Vooral in de metalhoek gaan klassieke invloeden meestal hand in hand met nare smakeloosheid. Ik krijg in elk geval hele gekke uitslag van Yngwie Malmsteen met zijn gefiedel. En hoe lang was Apocalyptica leuk?
Jelonek presenteert hier een grensgeval. Hij is een volleerde conservatoriummuzikant, het briefje bij de promo noemt hem de beste violist van Polen. Zelfs als dat niet zo is: hij is best goed. En wat ik ook aardig aan hem vind: hij heeft een mooi donker geluid, een Slavische ondertoon die me raakt. Niet zo’n platgefilterde plank als bij ELO vroeger, maar een prachtige volle toon. Sommige van de veertien nummers die zijn eerste plaat telt vind ik dan ook erg mooi. Het wat ingetogen swingende Steppe is prachtig, Beech Forest is een schitterend staaltje muzikale weemoed en ook het verstild galmende sluitstuk Pizzicato-Asceticism mag op de iPod.

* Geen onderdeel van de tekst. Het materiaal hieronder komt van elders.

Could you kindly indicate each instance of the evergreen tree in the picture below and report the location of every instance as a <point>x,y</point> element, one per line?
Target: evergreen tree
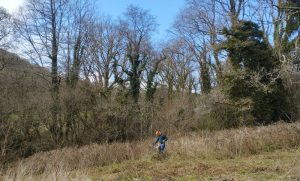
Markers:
<point>253,74</point>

Er is ook ruimte voor gekkigheid, zoals in het speelse War In The Kid’s Room dat met z’n vele tempowisselingen en kermisdeuntjes bijna de soundtrack wordt van een komische film.
Op andere momenten wordt het me toch te erg. Juist in de ruigere stukken, waar de band rockt als Pain Of Salvation, speelt Jelonek van die drukke Barok figuurtjes die de kitsch voorbij zijn. Opening BaRock, de naam zegt het al, is tamelijk lelijk gekras waarvan ik zelf het idee heb dat de meester het hoge tempo niet bijhoudt. (In de bijbehorende videoclip heeft hij een achttiende-eeuwse pruik op, lachuh!) Het op zich prachtige Miserere Mei Deus gaat gebukt onder een weliswaar omfloerst, maar toch vooral lompig ritme en Mosquito Flight is vooral een oefening in ‘zoveel mogelijk op een gitaar lijken’, die halverwege in een onbegrijpelijk walsje overgaat. Raar.
Het allermooiste aan deze plaat is zonder enige twijfel de hoes, waarop een viool op het ene plaatje een metal-makeover krijgt en op het andere door natuur overwoekerd dreigt te worden. Dat zijn prachtige en heel toepasselijke illustraties die knap uitdrukken wat Jelonek probeert tot stand te brengen. Maar hoe mooi de plaatjes ook zijn, het zijn uiteindelijk afbeeldingen van gedrochten.
Een gedrocht is dit album niet; er wordt knap gespeeld en er staan enkele sterke stukken op. Maar het merendeel is wat gekunsteld en mist die briljante compositie die klassiek en rock perfect had kunnen samenbrengen. Beter dan Rondo Veneziano, niet zo goed als Kansas.